おそらくD2Cの「デジタル」は、従来と比較すると、デジタルファーストな戦略がコスト・スピード・再現性といったあらゆる観点で合理的なので、デジタルファーストで立ち上げましょうという意味が込められてると理解しています。

実際には、デジタルファーストで立ち上げた後、さらなる事業拡大フェーズでD2Cに定義されていない「リアル店舗の出店」や「小売への卸し」などを行うことは、ブランドの定石になりつつあります。

3-2. ユニークな体験を与えるプロダクト

上記で書いた通り、消費行動の変化によってユニークな体験を与えることのできる商品が求められているわけですから、シンプルに世の中のニーズと合致していますよねというお話ですが、リアルなことに触れると、ユニークな体験を与えるプロダクトは基本的にお高いです。笑

様々な商品を見てもらえばわかると思いますが、「機能的価値のみの商品」と「ユニークな体験を与える情緒的価値のある商品」では、LTVベースで価格差が2倍以上あっても売れるという事実があります。

これはデジタルマーケティングとの相性が良いです。
デジタルマーケティングの多くは、LTV・LTVにかかる諸々の原価・CPAの予実によってユニットエコノミクスが成立するのかを確認していきますが、経験上、ユニークな体験を与える商品だからといって、CPAが異常な安さで取れることはほとんどありません。

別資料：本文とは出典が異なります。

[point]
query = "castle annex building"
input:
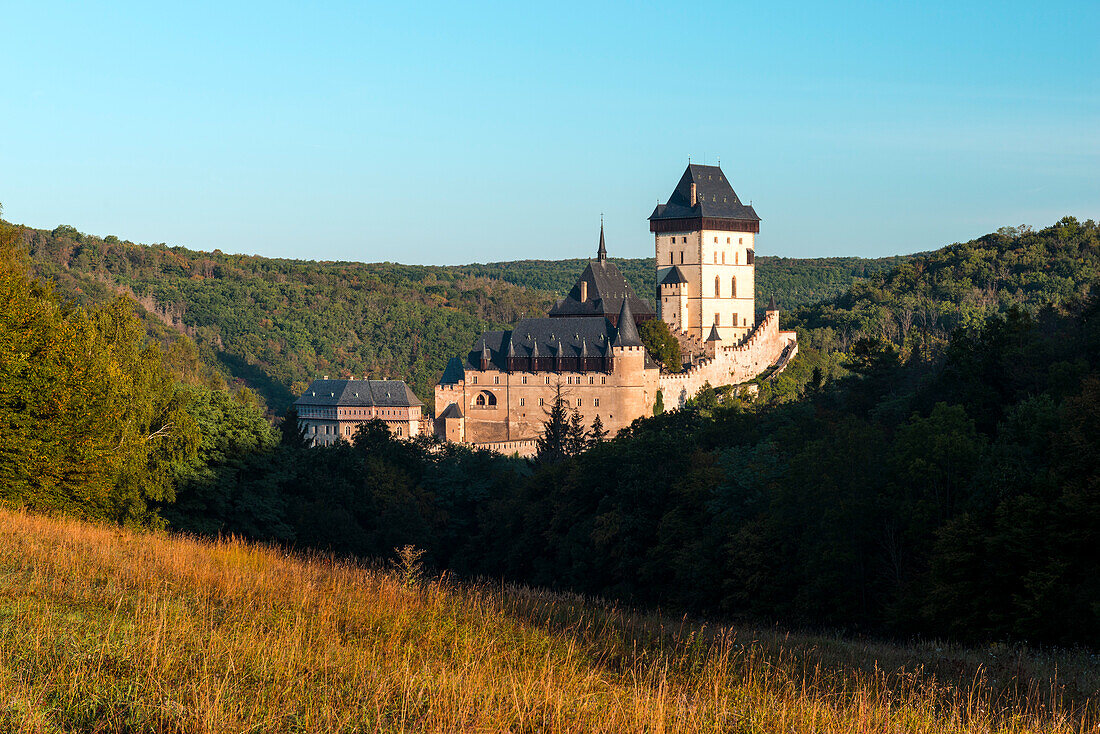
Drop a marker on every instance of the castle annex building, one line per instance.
(331, 409)
(589, 350)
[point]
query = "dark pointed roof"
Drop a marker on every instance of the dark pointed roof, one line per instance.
(451, 411)
(715, 197)
(626, 335)
(382, 393)
(453, 373)
(674, 275)
(605, 293)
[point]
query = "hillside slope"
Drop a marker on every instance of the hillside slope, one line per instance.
(276, 324)
(110, 631)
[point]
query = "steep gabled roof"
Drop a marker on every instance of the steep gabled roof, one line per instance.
(606, 288)
(451, 411)
(626, 335)
(453, 373)
(714, 197)
(674, 275)
(359, 393)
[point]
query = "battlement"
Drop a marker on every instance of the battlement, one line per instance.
(765, 348)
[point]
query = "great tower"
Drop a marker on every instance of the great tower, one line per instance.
(705, 244)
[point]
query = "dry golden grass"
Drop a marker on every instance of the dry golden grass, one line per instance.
(112, 631)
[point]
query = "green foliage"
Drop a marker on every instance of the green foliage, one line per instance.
(90, 419)
(274, 325)
(661, 344)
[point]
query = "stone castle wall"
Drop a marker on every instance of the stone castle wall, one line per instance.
(765, 347)
(512, 409)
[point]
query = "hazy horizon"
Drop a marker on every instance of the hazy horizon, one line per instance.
(433, 133)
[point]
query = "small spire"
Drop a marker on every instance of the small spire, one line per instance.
(602, 252)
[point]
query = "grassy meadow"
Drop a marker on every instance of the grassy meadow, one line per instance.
(105, 630)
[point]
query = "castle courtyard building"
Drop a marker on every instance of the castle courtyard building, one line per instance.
(331, 409)
(589, 350)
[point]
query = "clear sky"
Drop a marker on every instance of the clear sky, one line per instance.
(463, 132)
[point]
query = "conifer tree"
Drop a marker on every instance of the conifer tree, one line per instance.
(552, 446)
(597, 434)
(578, 440)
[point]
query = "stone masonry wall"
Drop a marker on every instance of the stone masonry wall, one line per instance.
(765, 347)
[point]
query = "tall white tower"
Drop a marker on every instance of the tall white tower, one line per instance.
(705, 242)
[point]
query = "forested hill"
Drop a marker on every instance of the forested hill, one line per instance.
(276, 324)
(792, 281)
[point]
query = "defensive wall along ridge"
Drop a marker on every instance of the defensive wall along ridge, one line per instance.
(766, 347)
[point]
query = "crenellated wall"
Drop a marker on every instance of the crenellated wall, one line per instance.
(766, 346)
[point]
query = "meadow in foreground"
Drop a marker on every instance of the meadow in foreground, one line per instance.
(106, 630)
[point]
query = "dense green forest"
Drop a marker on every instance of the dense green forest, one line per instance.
(792, 281)
(947, 484)
(927, 464)
(274, 325)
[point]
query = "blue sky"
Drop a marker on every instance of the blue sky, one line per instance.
(473, 132)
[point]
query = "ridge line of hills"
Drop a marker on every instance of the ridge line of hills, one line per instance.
(273, 325)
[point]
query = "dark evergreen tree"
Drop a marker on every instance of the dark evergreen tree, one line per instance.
(578, 440)
(597, 434)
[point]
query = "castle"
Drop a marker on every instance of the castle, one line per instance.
(589, 350)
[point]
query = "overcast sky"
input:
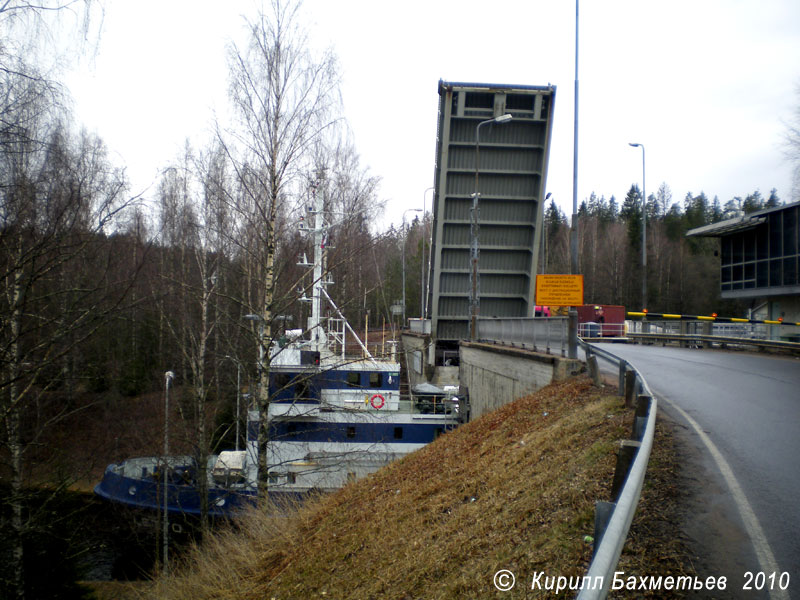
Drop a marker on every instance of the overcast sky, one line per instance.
(706, 85)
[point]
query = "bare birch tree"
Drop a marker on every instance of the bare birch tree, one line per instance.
(284, 99)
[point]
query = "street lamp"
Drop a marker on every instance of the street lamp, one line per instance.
(404, 260)
(474, 226)
(644, 231)
(423, 296)
(168, 377)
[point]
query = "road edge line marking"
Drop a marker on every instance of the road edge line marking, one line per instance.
(764, 555)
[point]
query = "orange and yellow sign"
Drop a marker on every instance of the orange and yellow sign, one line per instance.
(559, 290)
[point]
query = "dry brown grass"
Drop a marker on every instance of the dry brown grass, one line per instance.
(513, 490)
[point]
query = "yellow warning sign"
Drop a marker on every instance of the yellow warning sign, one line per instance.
(559, 290)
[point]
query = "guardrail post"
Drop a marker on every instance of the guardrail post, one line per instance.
(602, 515)
(594, 370)
(625, 455)
(640, 416)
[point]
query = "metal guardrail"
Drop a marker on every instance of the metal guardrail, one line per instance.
(613, 519)
(701, 340)
(548, 334)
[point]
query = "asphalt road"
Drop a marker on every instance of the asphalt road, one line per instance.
(739, 417)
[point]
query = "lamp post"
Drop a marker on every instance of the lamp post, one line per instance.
(404, 260)
(644, 231)
(573, 234)
(474, 225)
(168, 377)
(423, 295)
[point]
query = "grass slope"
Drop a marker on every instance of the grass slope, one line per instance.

ただ、やはりユニークな体験を感じてもらえると、満足度が大きい分、LTVも高くでます。

結果的に、ユニークな体験を与えるプロダクトのほうがユニットエコノミクスは成立しやすいということです。

ほんの一例ですが、全てはマーケティング戦略次第なので傾向の話だと捉えてもらえればと思います。

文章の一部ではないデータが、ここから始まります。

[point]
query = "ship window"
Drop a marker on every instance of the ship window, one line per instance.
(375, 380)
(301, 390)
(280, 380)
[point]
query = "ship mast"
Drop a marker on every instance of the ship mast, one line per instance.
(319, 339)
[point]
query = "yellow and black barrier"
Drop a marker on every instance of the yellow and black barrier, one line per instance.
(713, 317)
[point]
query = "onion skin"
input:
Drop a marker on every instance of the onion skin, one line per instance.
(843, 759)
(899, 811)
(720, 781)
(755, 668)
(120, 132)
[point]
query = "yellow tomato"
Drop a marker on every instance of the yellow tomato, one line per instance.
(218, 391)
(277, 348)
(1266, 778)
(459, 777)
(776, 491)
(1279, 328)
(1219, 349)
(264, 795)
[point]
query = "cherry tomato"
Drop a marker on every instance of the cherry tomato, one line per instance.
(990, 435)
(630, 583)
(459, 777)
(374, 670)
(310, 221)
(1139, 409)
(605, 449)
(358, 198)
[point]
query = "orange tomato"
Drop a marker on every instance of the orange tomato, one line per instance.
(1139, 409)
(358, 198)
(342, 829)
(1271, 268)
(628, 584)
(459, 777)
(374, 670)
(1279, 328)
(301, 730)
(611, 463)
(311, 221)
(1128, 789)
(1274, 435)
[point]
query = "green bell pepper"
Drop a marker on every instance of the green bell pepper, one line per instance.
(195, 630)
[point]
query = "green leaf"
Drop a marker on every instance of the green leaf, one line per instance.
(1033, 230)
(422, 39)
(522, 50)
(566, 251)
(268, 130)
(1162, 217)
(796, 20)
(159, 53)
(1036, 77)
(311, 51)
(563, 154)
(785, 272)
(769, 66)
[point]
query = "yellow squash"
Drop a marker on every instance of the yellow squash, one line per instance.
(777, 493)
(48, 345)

ちなみに、定義に「ライフスタイルブランド」であるというワードが入っていることが多々ありますが、これは「こだわり」や「体験」を買っていることを表現しているのだと解釈してます。

3-3. 垂直統合されたサプライチェーン

デジタルファーストで戦うということは、自社ECサイトを持ち、運営することを意味するため、広告はもちろん、物流、コールセンターといったあらゆる工程を運営は管理下に置くことになります。

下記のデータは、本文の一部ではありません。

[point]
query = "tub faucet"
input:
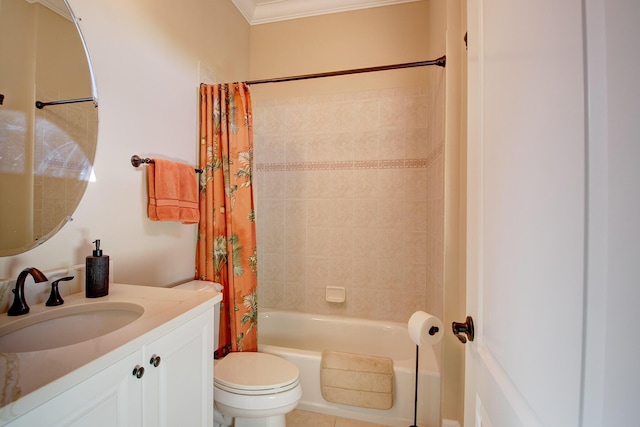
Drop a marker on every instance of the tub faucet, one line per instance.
(19, 305)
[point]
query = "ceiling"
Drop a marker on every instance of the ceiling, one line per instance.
(264, 11)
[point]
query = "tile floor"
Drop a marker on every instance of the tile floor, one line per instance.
(298, 418)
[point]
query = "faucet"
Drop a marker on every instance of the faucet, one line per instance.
(19, 305)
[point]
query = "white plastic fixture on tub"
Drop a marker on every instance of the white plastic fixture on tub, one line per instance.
(335, 294)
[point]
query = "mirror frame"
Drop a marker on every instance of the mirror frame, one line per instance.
(63, 8)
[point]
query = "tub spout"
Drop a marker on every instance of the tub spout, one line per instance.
(19, 305)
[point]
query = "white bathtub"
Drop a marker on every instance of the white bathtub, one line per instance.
(300, 338)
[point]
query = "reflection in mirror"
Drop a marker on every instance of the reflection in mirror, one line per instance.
(46, 155)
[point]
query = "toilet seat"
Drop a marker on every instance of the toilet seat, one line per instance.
(255, 374)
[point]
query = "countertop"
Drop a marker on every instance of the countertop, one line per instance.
(31, 378)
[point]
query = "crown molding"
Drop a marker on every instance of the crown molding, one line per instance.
(58, 6)
(256, 12)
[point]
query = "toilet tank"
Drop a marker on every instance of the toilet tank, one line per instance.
(205, 286)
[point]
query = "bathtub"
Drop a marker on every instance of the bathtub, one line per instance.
(301, 338)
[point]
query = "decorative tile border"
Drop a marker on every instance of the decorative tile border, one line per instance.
(351, 165)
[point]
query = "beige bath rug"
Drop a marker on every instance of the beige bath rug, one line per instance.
(357, 380)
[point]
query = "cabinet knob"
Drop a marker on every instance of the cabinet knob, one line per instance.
(155, 360)
(138, 371)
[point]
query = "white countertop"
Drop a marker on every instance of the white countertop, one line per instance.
(29, 379)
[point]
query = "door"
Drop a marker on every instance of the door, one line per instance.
(526, 213)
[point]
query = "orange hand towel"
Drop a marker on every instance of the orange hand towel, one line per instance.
(173, 192)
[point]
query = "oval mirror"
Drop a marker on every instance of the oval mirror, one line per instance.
(46, 153)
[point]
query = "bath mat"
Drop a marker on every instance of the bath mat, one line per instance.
(357, 380)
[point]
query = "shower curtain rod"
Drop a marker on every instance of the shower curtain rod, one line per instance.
(440, 62)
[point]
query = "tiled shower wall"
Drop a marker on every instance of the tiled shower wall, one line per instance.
(349, 192)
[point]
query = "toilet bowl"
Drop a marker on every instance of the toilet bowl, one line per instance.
(250, 389)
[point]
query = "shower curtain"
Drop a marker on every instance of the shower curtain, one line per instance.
(226, 247)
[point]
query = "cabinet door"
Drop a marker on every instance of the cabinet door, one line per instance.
(179, 390)
(110, 398)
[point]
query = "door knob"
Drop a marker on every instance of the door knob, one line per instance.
(463, 328)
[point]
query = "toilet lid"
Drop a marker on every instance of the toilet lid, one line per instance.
(253, 371)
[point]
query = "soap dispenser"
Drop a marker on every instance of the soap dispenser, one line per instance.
(97, 283)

大変な分、従来の方法ではブラックボックスだったコスト構造も管理下になるため、様々なマーケティング戦略を組み高速なPDCAを回すことも可能という意味で、垂直統合されたサプライチェーンは武器になると言えます。

消費者に提供したい体験を設計し、マーケティング戦略として実行した際、広告面、ロジやコールといったあらゆるユーザとの接触点に一貫性を持った施策を仕込む事が可能であり、それは明確にLTVを引き上げることを意味します。

ただ、これらを全て管理することはものすごく大変なため、部分的にD2Cソリューションを提供する弊社の「Apollo D2C」というサービスが大変ご好評いただいております。


3-4. 顧客とのダイレクトな対話

デジタルファーストなマーケティングでは、商品を販売する前からSNSで対象顧客を集めてコミュニケーションを取ったり、リリース後もブランドからPUSH型で会員にオンライン・オフライン含めてのコミュニケーションを取ることも多々あります。
また、コールセンターに集まる顧客からの問い合わせも重要な対話の1つだと考えています。

つまり、デジタル面を“入り口”に消費者と繋がり、オンライン及びオフラインでも顧客と対話することで、想定通りユニークな体験を感じていただけているかを確認したり、対話で得られた顧客からのフィードバックを商品改善や新たなマーケティング施策に活かすことができることは、非常に大きなメリットだと考えています。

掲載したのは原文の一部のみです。